20 menit Jiyong berada didalam sampai akhirnya dia keluar dari kamar mandi. Dia melilitkan handuk kepinggang dan handuk kecil di gunakan untuk mengeringkan rambutnya.

Belum sampai Jiyong mengenakan bajuku, tiba-tiba pintu kamarnya terbuka menampilkan sosok Dara yang berdiri diambang pintu.

Jiyong terkejut, hampir saja dia melompat jika saja dia tidak bisa mengendalikan dirinya. Meskipun bukan hal baru untuk masuk sembarangan kedalam kamar Jiyong, namun tetap saja hal itu membuat Jiyong kaget. Dan Jiyongpun tak tahu alasanya mengapa dirinya harus terkejut.

Dara melangkah mendekati Jiyong sembari melipat kedua tanganya.

“Apa yang ingin kau bicarakan, Ji?.” tanya Dara langsung pada intinya.

Jiyong tidak menjawab. Dia hanya diam dan mengambil baju dan juga celana jeans didepanya untuk dipakai.

“Setidaknya biarkan aku memakai pakaianku, Park.” Kesal Jiyong.

Dara terkekeh saat melihat ekspressi yang ditunjukkan Jiyong. ‘sangat lucu’ pikirnya.

“Nehh.. Sajangnimm…”

Begitu mudah saat menebak apa yang dipikirkan seorang Kwon Jiyong. Dara tahu pasti, kekasihnya itu menyimpan hal yang besar dan tidak bisa dianggap sepele. Jiyong meminta Dara untuk menemuinya saja sudah aneh. Karena si tuan Kwon itu selalu menjadi yang pertama jika dalam hal mengunjungi dan menempel pada Dara.
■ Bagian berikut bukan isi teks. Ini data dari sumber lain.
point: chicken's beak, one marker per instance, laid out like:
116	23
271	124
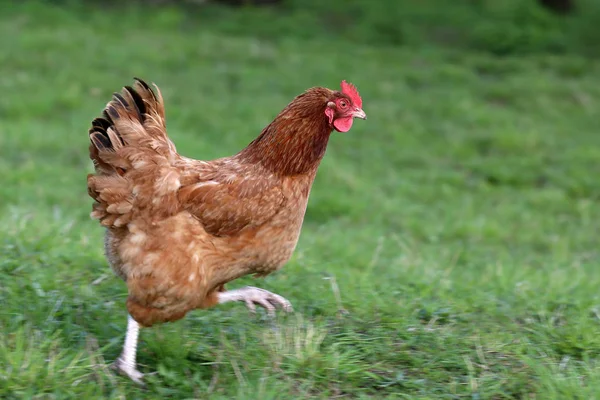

“Dara..” panggil Jiyong saat didepan Dara. Dara sedikit terlonjak saat tiba-tiba Jiyong berada didepanya. ‘apa baru saja aku melamun?’ pikirnya.

“Neh.. katakan saja.”

“Bisakah kau…” Ada keraguan saat Jiyong menggantungkan kalimatnya.

Dara mengangkat sebelah alisnya saat tidak tahu apa yang dimaksud oleh Jiyong.

“Apa yang bisa kulakukan?.”

“Hh.. bisakah kau menyelidiki Mino?.”

“Eh?? apa maksudmu?.”

“Aku…. ingin memastikan satu hal.”

-TBC-

 

10 thoughts on “HELIOS [Chap. 2]

  1. yahhh…tbc nya gantung. bikin penasaran abbiiissss…..aarrghhhhhh…cepet dipost kak next chapnya.
    jiyong kok nyuruh dara buat menyelidiki mino? why dara?
    siapa pria2 berbaju hitam itu? yahh…penasaran aku.
    pokoknya next secepetnya kak…. semangaaaattt

  2. Kenapa bersambungnya disituuuu😢
    Bingung mau komen apa karena semuanya masih samar2, aku fikir bau yg Jiyong maksud itu bau darah. Mungkin Mino sebelum pulang bunuh org dulu karena balas dendam atas kematian Taehyun, tapi kayanya ini bau yg lain. Ah sudahlah ditunggu chapter selanjutnya aja deh. Fighting author!💪💪

  3. Apa jiyong mencium sesuatu kayak virus gitu ditubuhnya mino?? *sok tau* Btw tbcnya ngegantung kan jadi penasaran. Ditunggu kelanjutannya. Fighting!!!